Minério de ferro: nova fórmula dá transparência
Para BHP Billiton, maior mineradora e rival da Vale, volatilidade nos preços poderá ser administrada no mercado financeiro
A mineradora anglo-australiana BHP Billiton, a maior do mundo e uma das principais rivais da brasileira Vale, comemora. O regime de contratos anuais para o reajuste do minério de ferro, a matéria-prima para produção de aço, parece ter chegado ao fim.
"Ambos os lados, tanto produtores como consumidores, podem usar esse mercado que é mais transparente para travar os preços de acordo com suas estratégias e perspectivas", afirma o executivo.
Nos últimos anos, a mineradora foi a maior defensora da nova modalidade de preços, que leva em consideração "as forças de mercado" - o equilíbrio entre oferta e demanda.
O regime antigo durou quatro décadas. Em negociações privadas, cada mineradora discutia com a siderúrgica o preço de venda do minério de ferro para vigorar por 12 meses - o valor definido servia de referência ("benchmark") para todas as outras vendas por parte das mineradoras.
Inicialmente, a Vale se opunha à ideia. Na visão de analistas, como o setor de mineração exige grandes investimentos para novos projetos, um fluxo de recursos constante e definido pelo preço do minério ajuda no planejamento das expansões de novas minas.
A fórmula de benchmark mostrou sua fraqueza quando veio a crise mundial no fim de 2008. Com a brutal queda nos preços do minério de ferro, parte das siderúrgicas, especialmente as chinesas, deixou de cumprir os contratos para adquirir a matéria-prima no mercado à vista a um preço mais baixo do acertado no contrato anual.

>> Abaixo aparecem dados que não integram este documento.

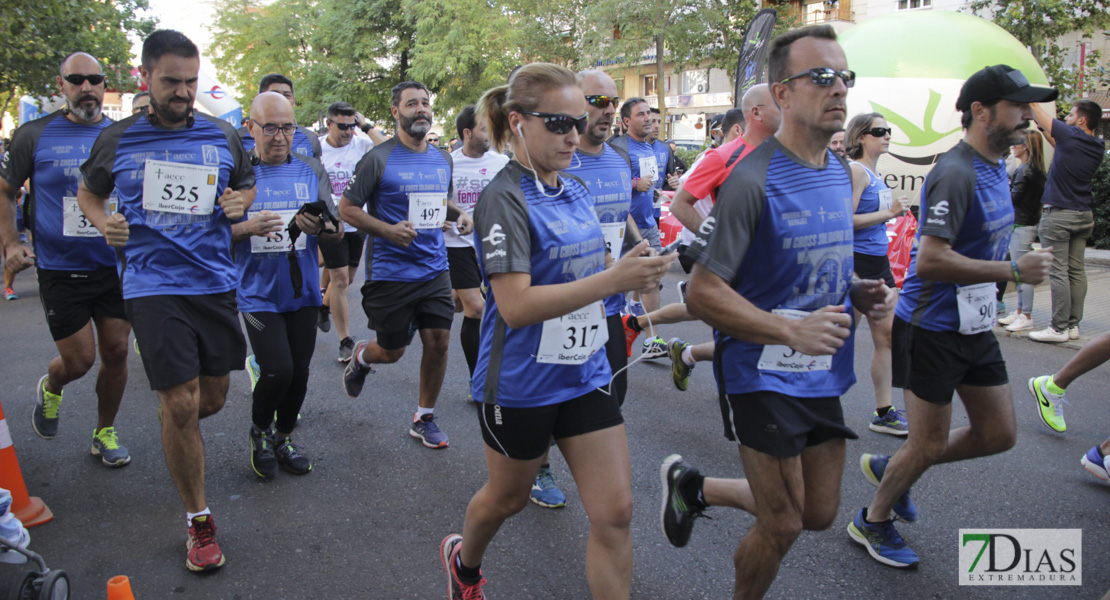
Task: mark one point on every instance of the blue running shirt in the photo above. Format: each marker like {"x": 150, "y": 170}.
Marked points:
{"x": 966, "y": 201}
{"x": 49, "y": 151}
{"x": 608, "y": 178}
{"x": 385, "y": 180}
{"x": 780, "y": 234}
{"x": 265, "y": 285}
{"x": 171, "y": 253}
{"x": 555, "y": 240}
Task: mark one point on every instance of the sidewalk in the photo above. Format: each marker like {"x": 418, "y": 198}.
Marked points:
{"x": 1096, "y": 309}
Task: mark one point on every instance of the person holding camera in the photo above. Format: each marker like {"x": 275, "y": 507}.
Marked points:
{"x": 279, "y": 291}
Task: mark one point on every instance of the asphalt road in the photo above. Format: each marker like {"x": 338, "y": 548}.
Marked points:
{"x": 366, "y": 522}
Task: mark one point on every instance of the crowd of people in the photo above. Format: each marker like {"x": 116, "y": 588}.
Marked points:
{"x": 542, "y": 229}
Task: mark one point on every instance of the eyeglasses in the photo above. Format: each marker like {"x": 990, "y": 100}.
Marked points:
{"x": 78, "y": 79}
{"x": 825, "y": 77}
{"x": 603, "y": 101}
{"x": 272, "y": 130}
{"x": 561, "y": 123}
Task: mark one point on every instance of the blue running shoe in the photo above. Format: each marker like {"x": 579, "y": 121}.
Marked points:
{"x": 1095, "y": 463}
{"x": 881, "y": 541}
{"x": 873, "y": 467}
{"x": 425, "y": 429}
{"x": 544, "y": 491}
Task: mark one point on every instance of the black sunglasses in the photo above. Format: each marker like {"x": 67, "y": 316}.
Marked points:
{"x": 603, "y": 101}
{"x": 561, "y": 123}
{"x": 78, "y": 79}
{"x": 825, "y": 77}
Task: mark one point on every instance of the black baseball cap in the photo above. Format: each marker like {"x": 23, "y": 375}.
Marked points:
{"x": 1001, "y": 82}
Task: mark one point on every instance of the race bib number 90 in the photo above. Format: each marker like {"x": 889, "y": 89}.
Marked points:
{"x": 179, "y": 187}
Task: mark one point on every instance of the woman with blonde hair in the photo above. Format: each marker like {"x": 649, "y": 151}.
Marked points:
{"x": 542, "y": 372}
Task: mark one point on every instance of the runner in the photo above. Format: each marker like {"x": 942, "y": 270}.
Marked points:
{"x": 942, "y": 333}
{"x": 783, "y": 317}
{"x": 182, "y": 178}
{"x": 280, "y": 301}
{"x": 405, "y": 187}
{"x": 544, "y": 260}
{"x": 78, "y": 283}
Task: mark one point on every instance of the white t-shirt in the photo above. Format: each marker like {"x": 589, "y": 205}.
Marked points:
{"x": 471, "y": 176}
{"x": 340, "y": 163}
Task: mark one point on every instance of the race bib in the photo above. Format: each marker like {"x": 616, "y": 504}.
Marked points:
{"x": 74, "y": 224}
{"x": 427, "y": 210}
{"x": 787, "y": 359}
{"x": 977, "y": 304}
{"x": 179, "y": 187}
{"x": 280, "y": 240}
{"x": 648, "y": 169}
{"x": 614, "y": 237}
{"x": 573, "y": 338}
{"x": 886, "y": 200}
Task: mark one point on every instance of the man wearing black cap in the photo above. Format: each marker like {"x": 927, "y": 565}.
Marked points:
{"x": 942, "y": 337}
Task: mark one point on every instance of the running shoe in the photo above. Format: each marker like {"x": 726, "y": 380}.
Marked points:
{"x": 874, "y": 466}
{"x": 263, "y": 461}
{"x": 290, "y": 457}
{"x": 1097, "y": 464}
{"x": 1049, "y": 406}
{"x": 631, "y": 334}
{"x": 654, "y": 348}
{"x": 676, "y": 515}
{"x": 204, "y": 553}
{"x": 346, "y": 347}
{"x": 354, "y": 375}
{"x": 44, "y": 417}
{"x": 544, "y": 490}
{"x": 679, "y": 370}
{"x": 457, "y": 589}
{"x": 107, "y": 446}
{"x": 253, "y": 370}
{"x": 425, "y": 429}
{"x": 881, "y": 541}
{"x": 892, "y": 423}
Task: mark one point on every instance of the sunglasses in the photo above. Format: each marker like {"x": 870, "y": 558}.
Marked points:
{"x": 78, "y": 79}
{"x": 561, "y": 123}
{"x": 825, "y": 77}
{"x": 603, "y": 101}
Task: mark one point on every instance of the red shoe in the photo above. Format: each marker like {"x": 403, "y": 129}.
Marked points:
{"x": 629, "y": 334}
{"x": 204, "y": 553}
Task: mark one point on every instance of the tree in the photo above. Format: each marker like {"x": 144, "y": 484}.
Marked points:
{"x": 39, "y": 33}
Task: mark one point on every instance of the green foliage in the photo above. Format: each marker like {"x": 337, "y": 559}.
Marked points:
{"x": 39, "y": 33}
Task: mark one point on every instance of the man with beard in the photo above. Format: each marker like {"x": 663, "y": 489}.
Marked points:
{"x": 401, "y": 195}
{"x": 78, "y": 283}
{"x": 182, "y": 179}
{"x": 942, "y": 339}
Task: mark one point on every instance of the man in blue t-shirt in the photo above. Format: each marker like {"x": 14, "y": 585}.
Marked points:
{"x": 401, "y": 195}
{"x": 182, "y": 179}
{"x": 1068, "y": 221}
{"x": 942, "y": 341}
{"x": 774, "y": 277}
{"x": 78, "y": 283}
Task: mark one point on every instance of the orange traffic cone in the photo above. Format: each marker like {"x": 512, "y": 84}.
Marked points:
{"x": 31, "y": 511}
{"x": 119, "y": 588}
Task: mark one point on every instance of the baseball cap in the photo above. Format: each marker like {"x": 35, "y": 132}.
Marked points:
{"x": 1001, "y": 82}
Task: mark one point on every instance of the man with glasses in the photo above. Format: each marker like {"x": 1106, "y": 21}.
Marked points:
{"x": 401, "y": 195}
{"x": 774, "y": 278}
{"x": 78, "y": 282}
{"x": 182, "y": 179}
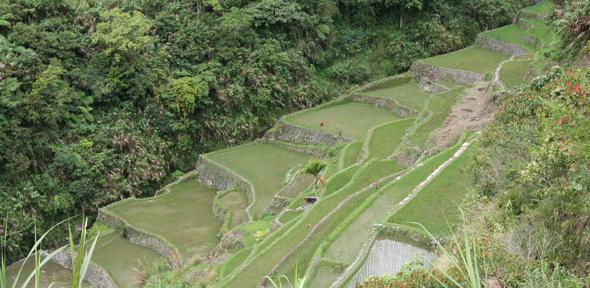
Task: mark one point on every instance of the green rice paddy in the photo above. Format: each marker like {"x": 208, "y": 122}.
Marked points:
{"x": 187, "y": 205}
{"x": 473, "y": 59}
{"x": 264, "y": 165}
{"x": 350, "y": 119}
{"x": 351, "y": 154}
{"x": 514, "y": 72}
{"x": 407, "y": 94}
{"x": 440, "y": 107}
{"x": 123, "y": 259}
{"x": 543, "y": 8}
{"x": 351, "y": 202}
{"x": 436, "y": 206}
{"x": 513, "y": 34}
{"x": 237, "y": 203}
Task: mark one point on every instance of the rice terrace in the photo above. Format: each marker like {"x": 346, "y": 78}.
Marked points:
{"x": 333, "y": 195}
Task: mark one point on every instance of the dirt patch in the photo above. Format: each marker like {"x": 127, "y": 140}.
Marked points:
{"x": 475, "y": 110}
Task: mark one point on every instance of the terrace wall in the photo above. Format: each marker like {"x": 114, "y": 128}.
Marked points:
{"x": 286, "y": 132}
{"x": 141, "y": 238}
{"x": 388, "y": 104}
{"x": 421, "y": 72}
{"x": 96, "y": 275}
{"x": 500, "y": 46}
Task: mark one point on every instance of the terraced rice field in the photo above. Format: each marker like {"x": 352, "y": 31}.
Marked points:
{"x": 472, "y": 59}
{"x": 385, "y": 139}
{"x": 440, "y": 107}
{"x": 408, "y": 94}
{"x": 123, "y": 259}
{"x": 237, "y": 202}
{"x": 51, "y": 274}
{"x": 350, "y": 154}
{"x": 435, "y": 206}
{"x": 513, "y": 34}
{"x": 264, "y": 165}
{"x": 363, "y": 186}
{"x": 514, "y": 72}
{"x": 544, "y": 8}
{"x": 187, "y": 205}
{"x": 350, "y": 119}
{"x": 345, "y": 244}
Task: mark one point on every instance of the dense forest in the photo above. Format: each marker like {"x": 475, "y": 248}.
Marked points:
{"x": 102, "y": 100}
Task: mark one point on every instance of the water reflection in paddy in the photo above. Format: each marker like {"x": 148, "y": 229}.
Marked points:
{"x": 387, "y": 256}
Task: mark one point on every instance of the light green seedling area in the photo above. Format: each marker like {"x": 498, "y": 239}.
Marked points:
{"x": 440, "y": 107}
{"x": 436, "y": 206}
{"x": 408, "y": 94}
{"x": 182, "y": 216}
{"x": 350, "y": 119}
{"x": 299, "y": 184}
{"x": 544, "y": 8}
{"x": 385, "y": 139}
{"x": 264, "y": 165}
{"x": 515, "y": 72}
{"x": 237, "y": 203}
{"x": 344, "y": 244}
{"x": 123, "y": 259}
{"x": 350, "y": 154}
{"x": 473, "y": 59}
{"x": 53, "y": 275}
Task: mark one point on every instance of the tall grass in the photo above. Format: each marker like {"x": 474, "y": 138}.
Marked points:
{"x": 464, "y": 260}
{"x": 80, "y": 259}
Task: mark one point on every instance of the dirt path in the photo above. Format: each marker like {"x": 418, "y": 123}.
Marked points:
{"x": 475, "y": 110}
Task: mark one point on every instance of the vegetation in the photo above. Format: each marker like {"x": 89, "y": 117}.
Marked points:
{"x": 469, "y": 59}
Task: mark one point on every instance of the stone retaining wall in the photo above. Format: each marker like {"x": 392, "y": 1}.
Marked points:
{"x": 388, "y": 104}
{"x": 500, "y": 46}
{"x": 95, "y": 274}
{"x": 431, "y": 73}
{"x": 222, "y": 178}
{"x": 142, "y": 238}
{"x": 293, "y": 134}
{"x": 312, "y": 151}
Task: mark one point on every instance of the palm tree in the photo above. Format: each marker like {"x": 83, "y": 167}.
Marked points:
{"x": 315, "y": 167}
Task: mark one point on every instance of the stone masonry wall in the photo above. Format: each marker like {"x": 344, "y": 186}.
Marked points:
{"x": 95, "y": 274}
{"x": 290, "y": 133}
{"x": 500, "y": 46}
{"x": 433, "y": 73}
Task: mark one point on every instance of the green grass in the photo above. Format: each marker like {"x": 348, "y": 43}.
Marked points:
{"x": 264, "y": 165}
{"x": 250, "y": 230}
{"x": 544, "y": 8}
{"x": 339, "y": 180}
{"x": 473, "y": 59}
{"x": 511, "y": 33}
{"x": 438, "y": 202}
{"x": 123, "y": 259}
{"x": 408, "y": 94}
{"x": 351, "y": 154}
{"x": 351, "y": 119}
{"x": 300, "y": 183}
{"x": 541, "y": 30}
{"x": 51, "y": 273}
{"x": 234, "y": 261}
{"x": 440, "y": 105}
{"x": 343, "y": 246}
{"x": 385, "y": 139}
{"x": 274, "y": 249}
{"x": 187, "y": 206}
{"x": 290, "y": 215}
{"x": 514, "y": 72}
{"x": 237, "y": 202}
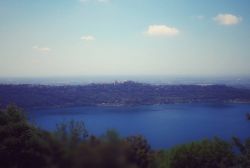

Com o esgotamento da fórmula antiga num momento em que a demanda da China volta a se recuperar e os preços no mercado a vista aumentam, as mineradoras estão agora dando o troco. Os primeiros contratos com o novo regime estão saindo ao preço de US$ 110 por tonelada, quase o dobro do que vigorou ao longo do ano passado.
Mas a Vale mudou de posição em relação ao benchmark, decretando o fim de sua fórmula. A tendência da mineradora brasileira é utilizar um sistema de reajuste mais flexível. Sua maior dificuldade, contudo, será convencer as siderúrgicas chinesas a aceitarem um valor que embuta o custo do frete - um valor significativo para o transporte de minério - que seja tão competitivo com o minério extraído da Austrália.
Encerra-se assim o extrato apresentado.